El verano 2025 pisa el acelerador y deja atrás la breve tregua térmica de finales de julio. La Agencia Estatal de Meteorología ha confirmado la llegada de la segunda ola de calor de la temporada, un episodio que se prevé intenso y prolongado, especialmente en el centro y sur de la península. Las previsiones alertan de temperaturas máximas de hasta 45 ºC en regiones como Andalucía y Extremadura, mientras que las noches tropicales y ecuatoriales se extenderán a buena parte del territorio nacional.
Según los modelos meteorológicos, la situación comenzará a recrudecerse a partir del domingo, cuando una potente dorsal en altura se instalará sobre la península. Este fenómeno atmosférico, caracterizado por la estabilidad y el descenso de aire en capas medias, favorece un ascenso térmico imparable. Así, ciudades como Sevilla, Córdoba, Badajoz o Ciudad Real verán cómo los termómetros se disparan por encima de los 40 ºC durante varios días consecutivos.
El lunes 4 y el martes 5 de agosto se perfilan como las jornadas más críticas, con máximas históricas en Andalucía, Extremadura, Castilla-La Mancha y zonas del interior de Galicia. Además, los valles del Guadalquivir, Guadiana y Tajo podrían registrar los picos térmicos más elevados, superando la barrera de los 44 o incluso 45 ºC en puntos concretos.

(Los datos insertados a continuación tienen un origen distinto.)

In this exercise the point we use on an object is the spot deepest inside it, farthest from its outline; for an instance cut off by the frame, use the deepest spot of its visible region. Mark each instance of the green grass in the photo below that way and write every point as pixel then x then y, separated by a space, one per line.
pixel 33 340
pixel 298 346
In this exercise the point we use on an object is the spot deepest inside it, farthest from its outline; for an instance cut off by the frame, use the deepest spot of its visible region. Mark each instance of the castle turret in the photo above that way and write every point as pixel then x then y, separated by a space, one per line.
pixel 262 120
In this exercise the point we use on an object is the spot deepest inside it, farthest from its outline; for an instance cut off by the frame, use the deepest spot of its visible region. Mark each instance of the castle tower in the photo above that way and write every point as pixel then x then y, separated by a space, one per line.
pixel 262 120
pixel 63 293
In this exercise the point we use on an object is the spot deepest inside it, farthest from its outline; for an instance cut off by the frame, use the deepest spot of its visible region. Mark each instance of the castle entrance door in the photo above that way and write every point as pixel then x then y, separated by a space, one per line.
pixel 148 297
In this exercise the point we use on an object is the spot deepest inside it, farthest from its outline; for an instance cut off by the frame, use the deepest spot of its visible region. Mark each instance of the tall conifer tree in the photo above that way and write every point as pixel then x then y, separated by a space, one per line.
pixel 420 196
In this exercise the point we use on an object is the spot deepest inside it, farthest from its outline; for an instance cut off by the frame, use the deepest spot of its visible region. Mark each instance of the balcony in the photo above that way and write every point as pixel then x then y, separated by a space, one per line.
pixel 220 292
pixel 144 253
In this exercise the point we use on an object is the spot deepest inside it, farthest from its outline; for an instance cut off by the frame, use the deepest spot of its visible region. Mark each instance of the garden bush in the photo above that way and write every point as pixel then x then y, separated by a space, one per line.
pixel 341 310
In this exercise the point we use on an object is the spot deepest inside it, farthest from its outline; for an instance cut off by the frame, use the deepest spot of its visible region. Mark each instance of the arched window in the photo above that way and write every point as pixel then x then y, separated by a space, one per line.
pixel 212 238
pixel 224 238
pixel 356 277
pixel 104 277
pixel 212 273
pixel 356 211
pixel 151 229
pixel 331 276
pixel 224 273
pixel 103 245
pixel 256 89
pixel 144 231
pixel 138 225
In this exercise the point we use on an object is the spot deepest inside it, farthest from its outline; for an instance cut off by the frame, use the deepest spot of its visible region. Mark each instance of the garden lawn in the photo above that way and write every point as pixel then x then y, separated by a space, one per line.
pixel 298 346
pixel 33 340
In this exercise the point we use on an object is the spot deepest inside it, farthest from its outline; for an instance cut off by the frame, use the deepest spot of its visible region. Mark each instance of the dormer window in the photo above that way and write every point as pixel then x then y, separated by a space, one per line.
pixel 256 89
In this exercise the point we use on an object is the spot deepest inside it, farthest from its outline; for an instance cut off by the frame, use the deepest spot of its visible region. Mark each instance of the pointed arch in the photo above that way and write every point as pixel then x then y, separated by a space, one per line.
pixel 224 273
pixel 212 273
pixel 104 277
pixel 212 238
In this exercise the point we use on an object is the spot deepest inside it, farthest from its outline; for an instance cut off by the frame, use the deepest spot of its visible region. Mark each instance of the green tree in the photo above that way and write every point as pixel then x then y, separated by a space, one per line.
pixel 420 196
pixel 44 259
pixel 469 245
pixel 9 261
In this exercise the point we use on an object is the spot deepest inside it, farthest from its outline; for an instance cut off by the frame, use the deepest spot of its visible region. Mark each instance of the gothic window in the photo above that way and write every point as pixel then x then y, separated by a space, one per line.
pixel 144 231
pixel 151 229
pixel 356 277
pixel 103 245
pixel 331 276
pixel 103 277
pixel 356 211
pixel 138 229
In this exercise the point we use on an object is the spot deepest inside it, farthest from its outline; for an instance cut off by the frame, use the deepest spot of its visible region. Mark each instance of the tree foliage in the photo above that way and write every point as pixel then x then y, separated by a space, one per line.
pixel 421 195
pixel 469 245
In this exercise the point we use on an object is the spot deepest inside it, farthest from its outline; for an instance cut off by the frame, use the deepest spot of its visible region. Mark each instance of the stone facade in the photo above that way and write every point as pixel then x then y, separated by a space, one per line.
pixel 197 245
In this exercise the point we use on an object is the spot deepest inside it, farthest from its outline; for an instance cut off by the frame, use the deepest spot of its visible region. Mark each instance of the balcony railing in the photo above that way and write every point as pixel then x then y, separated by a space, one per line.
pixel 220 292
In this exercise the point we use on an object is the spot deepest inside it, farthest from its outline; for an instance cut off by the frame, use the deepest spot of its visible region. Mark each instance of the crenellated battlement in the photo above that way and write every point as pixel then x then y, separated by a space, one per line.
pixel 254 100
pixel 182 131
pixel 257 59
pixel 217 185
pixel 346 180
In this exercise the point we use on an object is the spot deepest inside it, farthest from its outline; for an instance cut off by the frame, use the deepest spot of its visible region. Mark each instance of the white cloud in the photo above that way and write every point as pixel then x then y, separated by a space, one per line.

La noche tampoco traerá alivio. El aire cálido acumulado durante el día mantendrá las temperaturas mínimas por encima de los 23 ºC en amplias áreas, y en zonas del centro y sur peninsular no se descarta que las mínimas se mantengan en 25 ºC o más. Las llamadas "noches tropicales" y "noches ecuatoriales" serán habituales en la costa mediterránea, la Meseta Sur, el Valle del Guadalquivir y áreas metropolitanas como Madrid.
El fenómeno, asociado a la persistencia de una masa de aire cálido de origen africano, podría prolongarse durante casi toda la semana, aunque algunos escenarios prevén un respiro térmico ligero hacia el miércoles en el norte. Sin embargo, en el sur y centro peninsular el calor extremo podría mantenerse al menos hasta el viernes, según indican los últimos modelos de predicción.
Además de las altas temperaturas, esta segunda ola de calor coincide con tormentas puntuales en el interior y este peninsular, que podrían moderar ligeramente los valores máximos en algunas áreas. A pesar de ello, la estabilidad atmosférica impuesta por la dorsal en altura será el factor dominante, haciendo que el calor se intensifique y se expanda a otras regiones del país.
Los expertos recomiendan extremar las precauciones ante el riesgo de golpes de calor, deshidratación y problemas de salud, especialmente en los colectivos más vulnerables como niños, mayores y personas con enfermedades crónicas. Las autoridades aconsejan evitar la exposición directa al sol en las horas centrales del día, hidratarse de forma constante y limitar las actividades físicas intensas.
Esta ola de calor, la segunda del verano 2025, se confirma tras alcanzar los umbrales y criterios oficiales establecidos por la Aemet: temperaturas extremas sostenidas en varias regiones y persistencia del fenómeno durante al menos tres días consecutivos. El episodio, que comenzó tras las tormentas de finales de julio, subraya el carácter cada vez más extremo de los veranos en la península ibérica.
La incertidumbre sigue siendo elevada sobre la duración final del episodio, pero todo apunta a que el calor continuará castigando al país durante el inicio de agosto. Los meteorólogos no descartan nuevas olas de calor si la masa cálida africana se mantiene sobre la península, algo que podría agravar aún más el déficit hídrico y las situaciones de sequía en varias cuencas.